Educational and Professional Training
Summary of Dr. Dröge's Top Contributions
For decades, superoxide radicals and radical-derived reactive oxygen species (ROS) were mainly considered as undesirable byproducts of metabolic processes. Their concentrations in cells and tissues are mainly balanced by the cysteine-containing tripeptide glutathione. In 1987, Dr. Dröge surprisingly found that, in activated T-lymphocytes, superoxide radicals or low micromolar concentrations of hydrogen peroxide increased the production of the T-cell growth factor interleukin-2 (IL-2), an important T-cell protein (27). Superoxide radicals and hydrogen peroxide were subsequently found to stimulate a variety of different cellular signaling pathways.
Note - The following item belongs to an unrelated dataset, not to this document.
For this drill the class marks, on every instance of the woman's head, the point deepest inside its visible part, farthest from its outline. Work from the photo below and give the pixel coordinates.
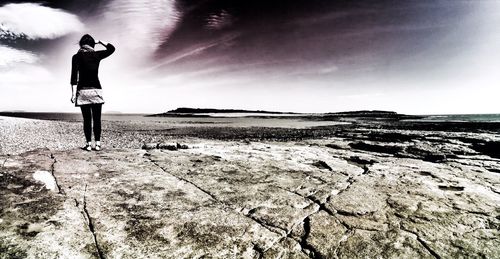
(87, 40)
Cysteine and glutathione were shown to inhibit the activation of the transcription factor nuclear factor kappa B (NF-κB), which is critically involved in IL-2 production and in the replication of human immunodeficiency virus (HIV)-1 (24). In 1987/1988, Dr. Dröge and his colleagues discovered that HIV-infected patients and simian immunodeficiency virus (SIV)-infected rhesus monkeys show, on the average, abnormally low plasma cysteine and intracellular glutathione levels (6, 10, 11) and evidence for an excessive conversion of cysteine into sulfate (1). Partial cysteine depletion is possibly one of the strategies that are more widely used by viruses to escape the immune system. A decreasing availability of cysteine was also found to be involved in the process of aging, but this appears to result from a general change in amino acid homeostasis. Based on numerous laboratory studies on redox-regulated signaling processes and complementary clinical investigations, Dr. Dröge eventually developed a new concept of the aging-related oxidative stress as a major cause of death (3, 7).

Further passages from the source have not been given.